The HackerRank Simple Text Editor problem asks us to implement a basic text editor. The editor initially contains an empty string, s. We must make sure that the text editor can perform operations of the following types:

1. append(W) - Append string W to the end of s.
2. delete(k) - Delete the last k characters of s.
3. print(k) - Print the kth character of s.
4. undo - Undo the last operation of type 1 or 2, reverting s to the state it was in prior to that operation.

The input is a string where the first line contains an integer representing the total number of operations to perform on the text editor.

Each of the subsequent lines of the input string define an operation to be performed. Each operation starts with an integer that specifies the type of operation to perform. If the operation requires an argument, the operation integer is followed by a space-separated argument. If the integer is 1 and the argument beside it is abcd, then we will append abcd to the empty string S, giving us abcd for s.

Pseudo code solution

1. Convert multi-line input string to an array.
2. Define an empty string s to represent the contents of the text editor.
3. Define a stack data structure to keep a history of changes made to the text editor.
4. Push the empty string s onto the stack.
5. Convert the first character of the input string to an integer, getting the number of queries that will be performed.
6. Create a loop that loops until the total number of queries is reached.
   • Get the operation integer and the possible argument for each operation defined in the input string.
   • If the operation is of type 1, append argument to s and push s onto the stack.
   • If the operation is of type 2, delete the last k characters from s, defined by the argument. Then, push the new s value onto the stack.
   • If the operation is of type 3, access and print the kth characters in s, defined by the argument.
   • If the operation is of type 4, undo the previous operation by popping from the stack and assigning s to be the value that is now at the top of the stack.

Code solution

function processData(input) {
  const lines = input.split('\n');
  let s = '';
  const stack = [];
  stack.push(s);

  // number of operations
  const q = parseInt(lines[0]);

  for (let i = 1; i <= q; i++) {
    const splitLine = lines[i].split(' ');
    const operation = parseInt(splitLine[0]);
    const argument = splitLine[1];

    switch (operation) {
      case 1:
        // append
        s += argument;
        stack.push(s);
        break;
      case 2:
        // delete last k characters
        s = s.substring(0, s.length - parseInt(argument));
        // or slice: s = s.slice(0 , parseInt(args) * -1); (neg index counts back from end of array)
        stack.push(s);
        break;
      case 3:
        // print kth character
        console.log(s.charAt(parseInt(argument) - 1));
        break;
      case 4:
        // undo last operation of case 1 or 2
        stack.pop();
        s = stack[stack.length - 1];
        break;
    }
  }
}

Test cases

Let's test the processData function above with the following test case.

console.log(
  processData(
    `8
    1 abc
    3 3
    2 3
    1 xy
    3 2
    4
    4
    3 1`
  )
);

The 8 specifies that there will be 8 operations to perform on the text editor. The loop that iterates over the operations starts after this initial value. The input string has the operation of type 3 three times, which means we will get three values printed to the console.

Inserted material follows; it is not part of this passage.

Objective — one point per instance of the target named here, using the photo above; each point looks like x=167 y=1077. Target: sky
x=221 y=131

Here is the execution flow:

• 1 abc: append abc to s.
• 3 3: print the 3rd character of s, which is c.
• 2 3: delete the last 3 character of s, which are abc. s is now empty.
• 1 xy: append xy to s, with s now being xy.
• 3 2: print the 2nd character of s, which is y.
• 4: undo the appending of xy. s is now empty.
• 4: undo the deletion of the last 3 character of s. s is now abc.
• 3 1: print the 1st character of s, which is a.

The result is:

c;
y;
a;

At the end of the execution, the string s will contain abc.

Time and space complexity

The Big O time complexity of the solution is linear, or O(n), where n is the number of operations defined in the input string. The solution used one loop that iterated over all the lines with operations in the input string.

The Big O space complexity of the solution is linear, or O(n + 1), where n is the number of operations that will be pushed onto the stack that tracks the operation history, plus 1 for the initial empty string s that is pushed onto the stack at the beginning.